Елизавета. Любовь Королевы-девственницы - Наталья Павлищева
Шрифт:
Интервал:
Закладка:
Едва переступив порог ее комнаты для занятий и прикрыв дверь, гонец достал из-за пазухи еще один свиток:
– Это Вам, миледи…
Вместо печати просто оттиск чего-то невразумительного. Автор осторожен… Взламывая сургуч, Елизавета внимательно смотрела не на письмо, а на его подателя. Гонец стоял, как ни в чем не бывало. Хотелось спросить, от кого, но пока промолчала.
«Король умер. Не спешите…»
И вензель – замысловато переплетенные буквы W и S. Никто при дворе не пользовался таким вензелем, потому что Елизавета придумала его сама, это были инициалы Уильяма Сесила, секретаря герцога. Однажды, забавляясь, девочка Бесс переплела две буквы именно так, и Сесил забрал себе образец, сказав, что когда-нибудь обязательно воспользуется рисунком в качестве монограммы. Пока не воспользовался…
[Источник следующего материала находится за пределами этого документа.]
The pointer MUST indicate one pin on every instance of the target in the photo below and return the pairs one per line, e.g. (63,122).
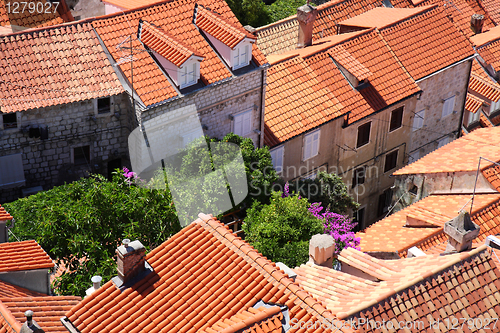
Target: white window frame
(311,142)
(188,74)
(245,118)
(494,106)
(277,155)
(418,120)
(474,117)
(12,174)
(448,106)
(240,56)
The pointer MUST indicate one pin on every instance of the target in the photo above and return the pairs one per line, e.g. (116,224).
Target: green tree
(81,224)
(282,229)
(250,12)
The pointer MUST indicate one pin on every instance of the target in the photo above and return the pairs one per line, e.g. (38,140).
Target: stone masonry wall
(49,162)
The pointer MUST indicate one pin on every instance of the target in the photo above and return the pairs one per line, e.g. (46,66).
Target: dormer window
(233,43)
(179,61)
(241,56)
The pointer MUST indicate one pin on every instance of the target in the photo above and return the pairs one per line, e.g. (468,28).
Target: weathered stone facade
(49,162)
(436,89)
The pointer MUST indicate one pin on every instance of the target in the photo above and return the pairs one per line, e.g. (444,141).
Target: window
(391,161)
(12,174)
(495,106)
(442,142)
(359,218)
(241,56)
(187,76)
(474,117)
(243,123)
(418,121)
(104,105)
(277,157)
(396,119)
(81,155)
(384,202)
(448,106)
(358,176)
(311,145)
(10,120)
(363,134)
(414,156)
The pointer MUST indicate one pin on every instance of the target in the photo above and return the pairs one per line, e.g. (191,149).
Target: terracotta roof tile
(48,311)
(466,287)
(25,19)
(164,44)
(391,235)
(8,290)
(202,275)
(426,42)
(346,294)
(220,28)
(306,88)
(484,142)
(175,17)
(252,321)
(20,256)
(4,215)
(54,66)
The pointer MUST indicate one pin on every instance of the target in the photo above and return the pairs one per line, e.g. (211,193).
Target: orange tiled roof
(306,89)
(4,215)
(47,310)
(391,235)
(176,17)
(345,294)
(8,290)
(483,142)
(25,19)
(20,256)
(165,45)
(426,42)
(202,275)
(259,320)
(54,66)
(220,28)
(468,288)
(473,103)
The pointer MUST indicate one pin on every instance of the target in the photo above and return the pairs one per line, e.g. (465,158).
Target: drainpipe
(459,134)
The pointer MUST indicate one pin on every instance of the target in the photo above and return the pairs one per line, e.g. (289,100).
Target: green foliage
(328,189)
(281,230)
(250,12)
(81,224)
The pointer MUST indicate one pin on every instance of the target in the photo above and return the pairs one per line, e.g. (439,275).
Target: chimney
(476,23)
(461,231)
(131,260)
(321,249)
(306,16)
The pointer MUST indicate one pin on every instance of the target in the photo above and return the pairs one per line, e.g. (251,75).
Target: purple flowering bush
(338,226)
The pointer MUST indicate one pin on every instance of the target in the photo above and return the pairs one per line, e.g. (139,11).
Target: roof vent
(476,23)
(306,15)
(461,231)
(321,250)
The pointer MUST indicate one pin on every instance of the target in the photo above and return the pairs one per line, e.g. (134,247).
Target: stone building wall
(435,89)
(50,162)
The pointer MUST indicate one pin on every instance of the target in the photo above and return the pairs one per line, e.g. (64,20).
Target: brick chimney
(461,231)
(476,23)
(306,15)
(131,259)
(321,249)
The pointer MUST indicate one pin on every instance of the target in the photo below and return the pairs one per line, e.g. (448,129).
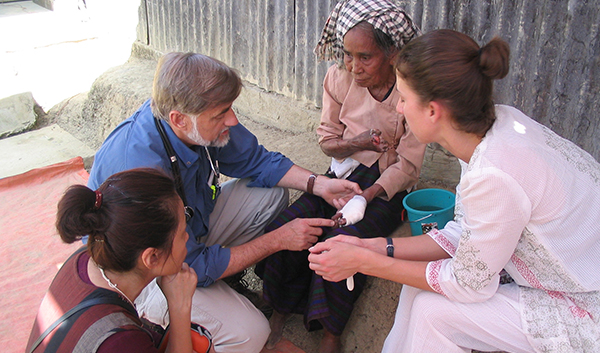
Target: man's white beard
(194,135)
И снова Елизавета внимательно разглядывала гонца. От кого он? А что если Сесил заодно с герцогом? Но ей больше не на кого положиться.
– Миледи, сожгите…
Она еще раз пригляделась к письму и вдруг чуть улыбнулась: сомневаться не стоило, Сесил просто дописал свое послание на том самом листе, что она давным-давно разрисовала! Гонец прав, как ни жаль, а рисунок полетел в огонь камина.
– Передайте герцогу, что я очень больна… Но как только смогу, непременно поспешу в Уайт-холл. Я даже писать не в состоянии, вы же видите?
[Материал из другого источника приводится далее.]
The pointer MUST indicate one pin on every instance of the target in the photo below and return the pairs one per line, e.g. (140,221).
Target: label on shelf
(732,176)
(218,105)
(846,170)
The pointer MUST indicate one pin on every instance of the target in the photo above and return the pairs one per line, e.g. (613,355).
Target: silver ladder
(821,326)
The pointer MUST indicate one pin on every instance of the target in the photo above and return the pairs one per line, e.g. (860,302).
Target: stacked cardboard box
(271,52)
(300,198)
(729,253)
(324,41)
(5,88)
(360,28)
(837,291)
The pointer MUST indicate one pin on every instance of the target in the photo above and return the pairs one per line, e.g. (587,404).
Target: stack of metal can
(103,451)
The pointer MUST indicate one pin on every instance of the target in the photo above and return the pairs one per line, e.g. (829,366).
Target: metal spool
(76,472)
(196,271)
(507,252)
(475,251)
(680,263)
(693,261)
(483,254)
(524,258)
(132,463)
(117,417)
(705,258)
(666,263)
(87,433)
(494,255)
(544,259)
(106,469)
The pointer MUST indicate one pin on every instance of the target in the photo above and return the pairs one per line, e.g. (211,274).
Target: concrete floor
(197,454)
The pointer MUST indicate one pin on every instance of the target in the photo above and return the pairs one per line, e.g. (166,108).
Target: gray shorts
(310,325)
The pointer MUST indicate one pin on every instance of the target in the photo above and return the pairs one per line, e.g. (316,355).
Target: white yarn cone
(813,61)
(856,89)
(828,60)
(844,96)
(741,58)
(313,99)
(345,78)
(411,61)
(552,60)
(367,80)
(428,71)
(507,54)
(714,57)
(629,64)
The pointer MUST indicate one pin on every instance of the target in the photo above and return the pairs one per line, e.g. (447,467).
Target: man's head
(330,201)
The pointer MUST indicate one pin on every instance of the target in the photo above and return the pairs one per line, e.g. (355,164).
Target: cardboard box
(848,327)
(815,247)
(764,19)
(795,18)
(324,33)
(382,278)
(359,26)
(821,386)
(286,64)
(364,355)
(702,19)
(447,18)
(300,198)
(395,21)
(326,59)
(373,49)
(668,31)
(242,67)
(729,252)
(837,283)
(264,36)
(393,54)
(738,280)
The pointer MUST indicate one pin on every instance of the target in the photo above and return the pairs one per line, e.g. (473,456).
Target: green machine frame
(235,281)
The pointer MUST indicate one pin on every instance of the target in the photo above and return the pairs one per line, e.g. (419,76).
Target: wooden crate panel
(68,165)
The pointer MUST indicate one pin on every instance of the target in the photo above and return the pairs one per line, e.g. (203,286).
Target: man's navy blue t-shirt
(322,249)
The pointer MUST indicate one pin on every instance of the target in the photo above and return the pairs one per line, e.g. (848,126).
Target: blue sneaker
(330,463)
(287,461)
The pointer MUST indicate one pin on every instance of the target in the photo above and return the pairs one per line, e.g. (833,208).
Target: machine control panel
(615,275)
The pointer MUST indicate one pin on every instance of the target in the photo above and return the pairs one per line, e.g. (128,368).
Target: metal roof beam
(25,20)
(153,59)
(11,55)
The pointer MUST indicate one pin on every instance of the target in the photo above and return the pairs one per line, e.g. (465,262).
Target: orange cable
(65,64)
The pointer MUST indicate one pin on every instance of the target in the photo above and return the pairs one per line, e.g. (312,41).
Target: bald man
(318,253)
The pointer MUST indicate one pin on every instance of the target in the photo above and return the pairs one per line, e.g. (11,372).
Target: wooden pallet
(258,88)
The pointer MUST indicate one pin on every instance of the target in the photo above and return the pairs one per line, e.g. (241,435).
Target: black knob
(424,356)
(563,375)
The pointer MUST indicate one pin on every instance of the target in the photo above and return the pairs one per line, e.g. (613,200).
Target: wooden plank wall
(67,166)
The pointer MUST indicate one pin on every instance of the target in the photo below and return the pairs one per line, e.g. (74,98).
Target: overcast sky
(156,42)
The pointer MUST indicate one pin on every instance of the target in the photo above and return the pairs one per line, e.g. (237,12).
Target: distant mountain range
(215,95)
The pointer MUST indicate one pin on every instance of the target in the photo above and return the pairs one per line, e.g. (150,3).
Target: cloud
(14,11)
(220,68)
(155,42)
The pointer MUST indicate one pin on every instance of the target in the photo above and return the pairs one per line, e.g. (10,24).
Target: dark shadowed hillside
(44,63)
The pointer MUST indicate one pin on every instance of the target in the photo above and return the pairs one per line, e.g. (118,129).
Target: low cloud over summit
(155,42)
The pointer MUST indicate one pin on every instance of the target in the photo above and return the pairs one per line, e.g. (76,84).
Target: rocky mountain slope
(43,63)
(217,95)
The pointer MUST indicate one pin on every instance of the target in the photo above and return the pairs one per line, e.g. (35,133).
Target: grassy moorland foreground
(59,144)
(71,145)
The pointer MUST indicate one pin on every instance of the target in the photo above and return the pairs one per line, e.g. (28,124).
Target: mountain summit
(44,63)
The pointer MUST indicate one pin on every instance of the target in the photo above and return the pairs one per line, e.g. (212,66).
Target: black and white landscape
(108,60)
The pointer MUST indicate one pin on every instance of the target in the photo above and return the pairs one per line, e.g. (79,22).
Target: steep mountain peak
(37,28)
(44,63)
– Да, миледи, я так и передам. Желаю Вам выздоровления, миледи…
Он уже развернулся к двери, когда Елизавета все же не выдержала:
– Когда?..
Не оборачиваясь, гонец произнес: «Вчера», – и вышел вон.
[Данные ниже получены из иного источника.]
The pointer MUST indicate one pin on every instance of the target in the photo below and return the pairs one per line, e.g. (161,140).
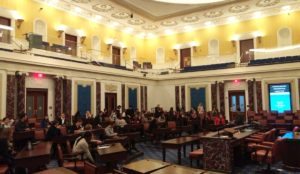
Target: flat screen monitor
(280,97)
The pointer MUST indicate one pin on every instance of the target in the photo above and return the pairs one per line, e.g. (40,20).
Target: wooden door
(36,103)
(245,54)
(5,34)
(185,57)
(116,55)
(71,43)
(236,103)
(110,102)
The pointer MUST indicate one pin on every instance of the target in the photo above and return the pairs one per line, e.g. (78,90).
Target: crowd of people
(110,121)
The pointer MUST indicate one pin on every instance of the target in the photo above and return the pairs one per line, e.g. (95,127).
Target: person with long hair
(81,145)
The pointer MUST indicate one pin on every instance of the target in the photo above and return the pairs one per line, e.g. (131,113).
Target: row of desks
(148,166)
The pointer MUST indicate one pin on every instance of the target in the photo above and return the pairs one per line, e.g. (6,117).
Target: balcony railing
(5,36)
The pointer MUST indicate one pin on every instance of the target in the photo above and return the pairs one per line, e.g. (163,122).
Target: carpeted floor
(155,152)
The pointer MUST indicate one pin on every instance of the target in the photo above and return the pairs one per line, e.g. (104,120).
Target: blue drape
(84,99)
(197,96)
(132,97)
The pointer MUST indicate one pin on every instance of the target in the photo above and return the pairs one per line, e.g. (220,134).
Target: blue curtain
(198,96)
(84,99)
(132,97)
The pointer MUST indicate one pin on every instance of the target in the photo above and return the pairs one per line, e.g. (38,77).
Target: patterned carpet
(152,151)
(155,152)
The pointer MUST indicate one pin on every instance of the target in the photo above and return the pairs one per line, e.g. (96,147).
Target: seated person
(45,123)
(88,118)
(6,123)
(22,124)
(81,145)
(62,119)
(53,131)
(217,120)
(109,130)
(120,121)
(77,126)
(89,127)
(6,152)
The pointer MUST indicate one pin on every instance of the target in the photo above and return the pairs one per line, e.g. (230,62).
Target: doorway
(110,102)
(185,57)
(36,103)
(236,103)
(245,54)
(116,55)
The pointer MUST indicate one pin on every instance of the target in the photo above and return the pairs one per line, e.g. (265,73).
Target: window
(95,47)
(4,33)
(213,47)
(40,28)
(160,56)
(284,37)
(71,43)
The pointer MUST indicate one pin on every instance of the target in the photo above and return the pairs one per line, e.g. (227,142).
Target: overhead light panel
(189,1)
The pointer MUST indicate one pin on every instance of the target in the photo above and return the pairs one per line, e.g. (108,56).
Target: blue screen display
(280,97)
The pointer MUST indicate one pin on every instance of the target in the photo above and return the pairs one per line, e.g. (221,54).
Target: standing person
(109,130)
(45,122)
(81,145)
(62,120)
(22,124)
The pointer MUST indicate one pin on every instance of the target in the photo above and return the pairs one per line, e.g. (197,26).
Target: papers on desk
(104,146)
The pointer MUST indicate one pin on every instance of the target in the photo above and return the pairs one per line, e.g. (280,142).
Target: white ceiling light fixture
(190,1)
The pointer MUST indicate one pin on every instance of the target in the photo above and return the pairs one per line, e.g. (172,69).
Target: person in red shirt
(217,120)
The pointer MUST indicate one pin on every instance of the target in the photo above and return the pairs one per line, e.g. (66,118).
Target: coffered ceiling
(150,17)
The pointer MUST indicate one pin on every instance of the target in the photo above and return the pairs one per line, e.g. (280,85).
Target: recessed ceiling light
(231,19)
(77,9)
(189,1)
(208,23)
(257,14)
(168,31)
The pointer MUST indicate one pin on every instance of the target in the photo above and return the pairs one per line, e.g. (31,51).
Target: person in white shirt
(109,130)
(81,146)
(120,122)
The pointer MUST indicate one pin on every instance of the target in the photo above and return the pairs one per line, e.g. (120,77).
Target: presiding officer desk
(220,149)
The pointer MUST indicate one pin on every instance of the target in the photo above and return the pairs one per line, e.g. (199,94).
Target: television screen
(280,97)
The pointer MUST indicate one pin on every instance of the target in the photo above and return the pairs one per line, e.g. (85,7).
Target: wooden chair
(196,154)
(118,172)
(69,161)
(39,134)
(90,168)
(267,153)
(4,169)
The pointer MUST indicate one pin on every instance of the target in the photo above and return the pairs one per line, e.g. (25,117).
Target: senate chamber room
(149,86)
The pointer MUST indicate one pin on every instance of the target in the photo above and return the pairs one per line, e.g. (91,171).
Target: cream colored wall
(44,83)
(86,82)
(231,86)
(133,86)
(207,87)
(294,90)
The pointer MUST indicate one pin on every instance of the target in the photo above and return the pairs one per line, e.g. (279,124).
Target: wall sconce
(124,50)
(82,39)
(233,42)
(108,46)
(194,48)
(259,39)
(60,32)
(19,22)
(175,51)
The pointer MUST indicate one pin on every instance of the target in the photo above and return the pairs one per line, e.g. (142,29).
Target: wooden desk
(219,152)
(59,170)
(177,143)
(35,158)
(145,166)
(113,154)
(175,169)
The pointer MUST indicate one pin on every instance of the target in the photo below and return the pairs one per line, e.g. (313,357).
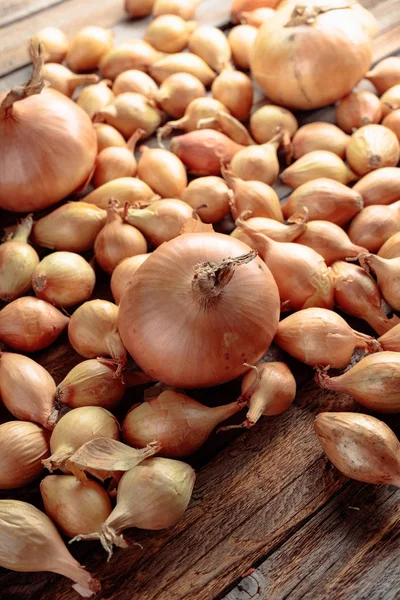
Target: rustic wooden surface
(270,518)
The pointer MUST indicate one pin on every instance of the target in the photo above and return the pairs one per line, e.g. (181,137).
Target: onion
(73,506)
(63,279)
(26,388)
(254,196)
(380,186)
(186,9)
(203,151)
(288,43)
(188,272)
(317,164)
(161,221)
(54,41)
(387,271)
(18,261)
(92,331)
(29,324)
(31,543)
(358,109)
(123,189)
(211,44)
(300,273)
(117,241)
(95,97)
(182,63)
(178,422)
(56,133)
(329,240)
(154,495)
(136,54)
(123,272)
(234,90)
(258,163)
(385,74)
(357,294)
(374,225)
(324,199)
(373,382)
(267,120)
(162,171)
(319,136)
(63,80)
(360,446)
(72,227)
(23,446)
(213,191)
(372,147)
(391,248)
(169,33)
(135,81)
(74,429)
(108,136)
(177,92)
(317,336)
(129,112)
(241,39)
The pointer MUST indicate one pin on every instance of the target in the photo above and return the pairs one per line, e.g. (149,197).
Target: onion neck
(210,279)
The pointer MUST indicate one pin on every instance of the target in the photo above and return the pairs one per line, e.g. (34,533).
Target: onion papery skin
(176,339)
(332,47)
(48,150)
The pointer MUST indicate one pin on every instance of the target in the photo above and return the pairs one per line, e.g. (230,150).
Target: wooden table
(269,515)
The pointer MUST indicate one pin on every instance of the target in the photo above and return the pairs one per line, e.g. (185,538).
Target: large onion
(197,309)
(308,57)
(48,146)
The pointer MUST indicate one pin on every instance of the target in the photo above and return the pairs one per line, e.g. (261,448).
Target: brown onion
(317,164)
(267,120)
(203,151)
(357,294)
(379,187)
(123,272)
(63,279)
(374,225)
(317,336)
(209,193)
(18,261)
(182,63)
(124,189)
(29,324)
(372,147)
(92,331)
(179,423)
(117,240)
(228,331)
(162,171)
(234,90)
(88,47)
(324,199)
(161,221)
(358,109)
(136,54)
(319,136)
(72,227)
(241,39)
(385,74)
(373,382)
(287,44)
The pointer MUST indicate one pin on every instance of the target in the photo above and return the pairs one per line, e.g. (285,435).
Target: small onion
(228,331)
(29,324)
(63,279)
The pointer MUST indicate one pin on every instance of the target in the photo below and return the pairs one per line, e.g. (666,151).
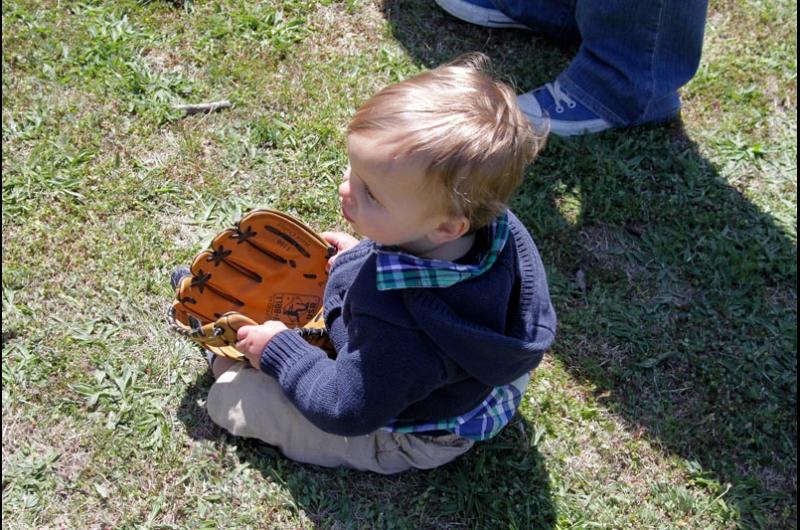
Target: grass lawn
(668,401)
Прислушиваясь к его удаляющимся шагам, Елизавета разрыдалась. Умер ее любимый братик Эдуард, а она даже не может съездить проститься без риска снова оказаться в Тауэре! Так в слезах свою подопечную и застала Кэт Эшли.
– Что случилось?! Почему Вы плачете?!
Прошептав: «Эдуард умер», – Елизавета громко объявила:
– Я больна! Кэт, я так больна, что не смогу встать с постели в ближайшие несколько недель! Помоги мне добраться до спальни.
Эшли не из тех, кого можно так легко обмануть, тем более свою дорогую Бесс она знала прекрасно, а потому действительно обхватила за талию и завопила на весь дворец:
– Помогите, Ее Высочество плохо себя чувствует!
Пока не успели подбежать служанки, Кэт предупредила:
– Никому не говорите о полученном письме…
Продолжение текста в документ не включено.